By contrast, Eric Halfvarson sang with power and authority throughout, in a vivid and often frightening portrayal of the villain Hagen, Gunther’s half-brother. Peter Kálmán’s appearance as his dwarf father Alberich was brief but effective, so grimly did he urge his son to do evil. Gutrune, Gunther’s sister, sung by Amanda Majeski, pouring out her feelings on the death of Siegfried elicited pity for this rather passive character; it would be good to hear the vocalist in a more challenging role. As the valkyrie Waltraute, Michelle DeYoung sounded suitably gloomy and sorrowful when she told of the plight of the gods, while her sister Brünnhilde, sung by Gun-Brit Barkmin, listened in befuddlement.

Barkmin is a fine Brünnhilde, which is crucial to the success of any performance of Götterdämmerung. Hers isn’t the biggest of voices, but it projected well and possessed a poised calmness. She was affecting when fearful of her abductor; fearsome when she realised that he was none other than her lover Siegfried; and dignified, as befits an erstwhile valkyrie, when preparing to alter the world order in the final Immolation Scene. Her achievement is all the more impressive considering that this was the first time she had ever performed the role.

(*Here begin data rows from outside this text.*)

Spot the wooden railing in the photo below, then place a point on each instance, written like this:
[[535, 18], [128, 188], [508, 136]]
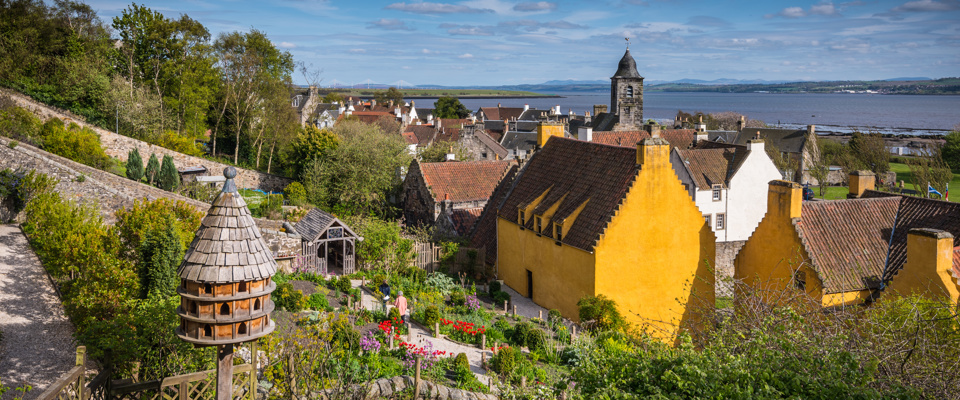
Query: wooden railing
[[71, 385], [193, 386]]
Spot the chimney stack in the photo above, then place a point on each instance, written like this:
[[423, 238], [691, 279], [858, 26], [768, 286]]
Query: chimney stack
[[585, 133], [861, 181]]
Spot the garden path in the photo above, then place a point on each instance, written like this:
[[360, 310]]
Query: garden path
[[37, 346], [421, 336]]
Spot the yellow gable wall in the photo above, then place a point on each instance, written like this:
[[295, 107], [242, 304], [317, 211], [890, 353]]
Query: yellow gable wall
[[561, 274], [655, 257], [927, 271]]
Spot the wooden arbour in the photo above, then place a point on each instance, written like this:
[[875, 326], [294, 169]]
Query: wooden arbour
[[328, 243]]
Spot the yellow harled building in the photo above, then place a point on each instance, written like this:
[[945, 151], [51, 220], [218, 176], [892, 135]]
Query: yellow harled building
[[582, 219]]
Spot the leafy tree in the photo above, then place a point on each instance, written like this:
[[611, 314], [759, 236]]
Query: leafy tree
[[360, 174], [951, 149], [602, 311], [134, 165], [169, 178], [312, 143], [152, 171], [160, 254], [437, 152], [450, 107], [384, 97]]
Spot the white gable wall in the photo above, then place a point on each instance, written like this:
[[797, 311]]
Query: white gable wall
[[748, 193]]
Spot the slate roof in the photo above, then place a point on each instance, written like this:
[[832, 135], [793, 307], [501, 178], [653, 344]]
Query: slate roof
[[424, 134], [678, 138], [464, 219], [313, 224], [627, 68], [463, 180], [574, 171], [787, 140], [484, 232], [847, 240], [917, 212], [713, 166], [228, 246]]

The combined forces of the Bamberg Symphony Chorus and the State Choir Latvija — plus just eight performers from the Hong Kong Philharmonic Chorus — had been trained by Eberhard Friedrich, chorus master of the Bayreuth Festival, and produced an idiomatic Wagnerian sound, singing as the uncouth Gibichungs with a raw vigour. Van Zweden generally adopted swift tempi, and the performance never dragged; it clocked in at just four hours 24 minutes. The orchestra played valiantly throughout and showed no sign of fatigue, even at the end of Act Three. Its powers of depiction were remarkable, for example of the complex emotions of Brünnhilde in Act Two when Siegfried’s betrayal dawned on her, while all of the orchestral interludes had a great cinematic quality to them. This was a strong conclusion of Hong Kong’s first-ever Ring Cycle, and a milestone for the Philharmonic.